From the trailhead, a trail leads north to NW on the east side of the creek for about ½ mile before it begins to fade. Before entering a forested area, cross the creek where the trail comes very near to it and head up an open slope, not too steep, staying near the edge of the forest. After about 400 feet of gain, head into the forest and work your way through the forest into the upper basin of West Brush Creek. You may at times see something of a trail in here. Pass along the foot of a rock glacier where more trail may be evident and eventually intersect the creek and continue along the drainage, to the end of the trees, hopefully finding a trail again that also heads NW to a saddle between White BM and a minor 12er of 12,728 to the south of White. Follow this trail to the saddle between White BM and UN12,728. Most of this upper basin hike will be on the faint trail and tundra. Wildflowers abound all around here, especially a very red variety of paintbrush.

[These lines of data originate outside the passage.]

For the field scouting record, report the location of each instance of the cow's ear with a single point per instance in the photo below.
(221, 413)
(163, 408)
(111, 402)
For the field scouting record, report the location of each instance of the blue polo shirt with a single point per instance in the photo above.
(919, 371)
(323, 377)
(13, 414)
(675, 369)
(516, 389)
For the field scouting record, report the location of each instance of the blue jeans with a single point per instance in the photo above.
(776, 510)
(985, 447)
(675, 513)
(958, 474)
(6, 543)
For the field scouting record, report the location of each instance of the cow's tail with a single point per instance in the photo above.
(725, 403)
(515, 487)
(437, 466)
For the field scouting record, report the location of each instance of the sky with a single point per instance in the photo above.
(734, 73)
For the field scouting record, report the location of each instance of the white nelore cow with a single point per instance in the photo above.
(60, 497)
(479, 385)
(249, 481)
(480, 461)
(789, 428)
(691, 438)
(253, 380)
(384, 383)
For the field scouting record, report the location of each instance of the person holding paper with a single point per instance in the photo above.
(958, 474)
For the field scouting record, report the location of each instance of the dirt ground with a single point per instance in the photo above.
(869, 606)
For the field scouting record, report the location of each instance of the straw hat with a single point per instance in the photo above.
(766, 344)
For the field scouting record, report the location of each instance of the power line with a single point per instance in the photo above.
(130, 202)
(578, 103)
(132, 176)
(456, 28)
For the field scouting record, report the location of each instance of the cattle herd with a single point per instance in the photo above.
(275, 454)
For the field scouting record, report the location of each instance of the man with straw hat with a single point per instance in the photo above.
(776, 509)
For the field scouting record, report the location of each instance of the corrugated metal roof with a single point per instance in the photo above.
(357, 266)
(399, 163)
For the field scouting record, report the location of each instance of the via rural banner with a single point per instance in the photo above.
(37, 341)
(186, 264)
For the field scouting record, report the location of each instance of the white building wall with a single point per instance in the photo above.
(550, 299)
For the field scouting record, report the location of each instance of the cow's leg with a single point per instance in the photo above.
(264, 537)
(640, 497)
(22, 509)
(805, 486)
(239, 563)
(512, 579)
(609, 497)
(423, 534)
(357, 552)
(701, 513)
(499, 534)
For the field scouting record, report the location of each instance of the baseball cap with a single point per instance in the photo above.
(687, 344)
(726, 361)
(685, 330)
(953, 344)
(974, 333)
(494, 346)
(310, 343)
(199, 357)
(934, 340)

Once at the saddle, turn north and begin following the ridge crest to the summit. Along the way you'll encounter a few rock outcrops. At one particular outcrop, the droppings left behind by mountain goats are a couple of inches deep. Keep your eye out for them. Continue up the ridge that gradually turns to more rock & small boulder rubble. Finish on the rocky summit. Contemplate the trip over to White Rock Mountain if you wish, but be warned, it's a difficult traverse. Descend by the same ridge, or shortcut your descent by heading more directly down the SE face by one of several scree slope opportunities. Many more wildflowers to be seen here.
It should be noted that the trailhead for this hike can also serve as a TH for Teocalli. A trail which does not show on either the USGS quad, or the Guinnison NF map, heads east from the parking area to the south ridge of Teocalli ("Teocalli Ridge" on the USGS map) and crosses the ridge at 11,100 ft. Head north from that saddle for an easy Class 2 hike to the summit on a trail that eventually fades away below some minor cliff bands.